Une tête apparut au-dessus de moi et l’on me posa un tas de questions douloureuses : mon nom, où j’habitais, si j’étais seul. Je ne pouvais pas répondre, je ne connaissais plus les réponses. Mon cerveau était brouillé, et je me sentais partir. Je me pinçais, me mordais, je suis même allé jusqu’à me mettre une gifle, mais rien n’y faisait, je continuais de partir. Vraiment. Je ne savais pas pourquoi, mais j’avais peur, j’avais froid. Je rêvais de fermer les yeux. « Non ! », on m’ordonnait de ne pas laisser tomber sur mes yeux mes lourdes paupières. Avec une voix faible, et au prix d’un effort qui me semblait surhumain, je dis alors : « Vous pouvez faire quelque chose ? Aidez-moi, s’il vous plaît. » Je me tailladais les avant-bras avec ma clef d’appartement mais je ne ressentais plus rien, pas même les coups de plus en plus violents que je m’infligeais. Levant légèrement la tête, je vis un sapeur-pompier parler à un autre sauveteur sous le couvert de sa main.

« Vous pouvez m’appeler une ambulance, s’il vous plaît ? dis-je.

— C’est fait, mais elles sont toutes prises. On en attend une de libre », m’a-t-on répondu.

Rien n’allait plus. Je me sentais de plus en plus faible et souffrant, je jetais ma tête dans tous les sens, comme pour trouver un second souffle, ou une seconde vie, je ne sais plus. On me faisait boire de l’eau sucrée, on me prenait ma tension, mon pouls et je continuais de lutter contre cette aspiration qui ne cessait de m’entraîner vers un lieu que je ne connaissais pas. Était-ce la mort ? Je ne savais pas, mais le pressentais. Des pensées noires inondaient mon esprit fatigué. « Pourquoi j’ai fait cette course ? Mais pourquoi j’ai fait cette course ! » criai-je. Une double tristesse, terrible et cruelle, m’avait envahi. Mourir le jour de mon anniversaire de mariage ; ne pas avoir fait d’enfant à Maria.

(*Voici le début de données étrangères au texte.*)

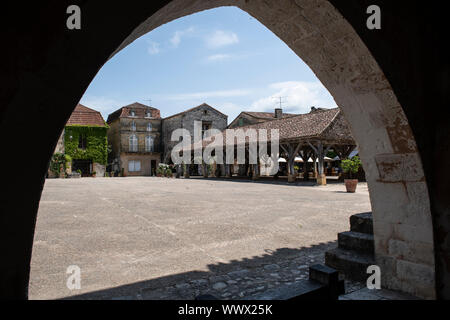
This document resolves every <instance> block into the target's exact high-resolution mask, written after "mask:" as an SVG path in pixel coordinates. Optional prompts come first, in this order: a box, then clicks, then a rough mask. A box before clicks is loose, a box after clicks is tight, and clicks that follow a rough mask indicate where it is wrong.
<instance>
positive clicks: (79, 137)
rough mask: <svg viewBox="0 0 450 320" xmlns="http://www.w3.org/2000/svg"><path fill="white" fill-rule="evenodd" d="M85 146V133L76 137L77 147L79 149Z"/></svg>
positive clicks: (86, 143) (85, 138) (86, 142)
mask: <svg viewBox="0 0 450 320" xmlns="http://www.w3.org/2000/svg"><path fill="white" fill-rule="evenodd" d="M86 147H87V137H86V135H85V134H80V136H79V137H78V148H80V149H83V150H84V149H86Z"/></svg>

On m’a allongé sur le brancard, les feuilles et les branches s’agitaient paisiblement au-dessus de mes yeux, tandis que mon cœur continuait de battre à toute allure. Je n’avais plus rien sur moi si ce n’est mon short. Je regardais les feuilles s’agiter quand, tout à coup, un mal soudain me fit revenir à moi. Des crampes terribles dans mes cuisses jadis « cuisses d’acier ». On me retourna pour me mettre sur le ventre, en me demandant de respirer le plus fort possible par la bouche. Je l’ai fait jusqu’à temps qu’on me retourne à nouveau, et que deux sauveteurs femmes commencent à me masser mes cuisses meurtries de crampes. Je voyais mes muscles se tordre sous ma peau, mais pour moi, c’était un peu comme une renaissance, une deuxième vie. La douleur est si douce lorsque l’on sait que l’on ne va pas mourir. Alors, ni l’ambulance ni les sirènes ne m’impressionnaient plus. Je savais que j’allais vivre. Je me suis tourné de côté, sur mon flanc gauche, et j’ai commencé à vomir avec profusion. Je me suis répandu en liquides de toutes sortes, pleurs, sueurs, vomissures, salive. Toutes les émotions chargées d’angoisses étaient expulsées comme un noyau que l’on a depuis trop longtemps dans la bouche. Au travers de la vitre, j’aperçus la ligne d’arrivée et me demandai si ma puce électronique allait fonctionner. Même si mon temps n’était pas bon, au moins, j’aurais la satisfaction d’avoir terminé la course, j’aurais droit à ma médaille, peut-être ? Et puis ces pensées sont passées, peut-être n’avaient-elles jamais existé. En route pour l’hôpital de campagne, je fixais le plafond de l’ambulance sans bouger les paupières, comme pour faire le mort. Mais j’étais vivant, bien vivant, alors j’ai profité du moment. J’ai fermé mes yeux, en souriant.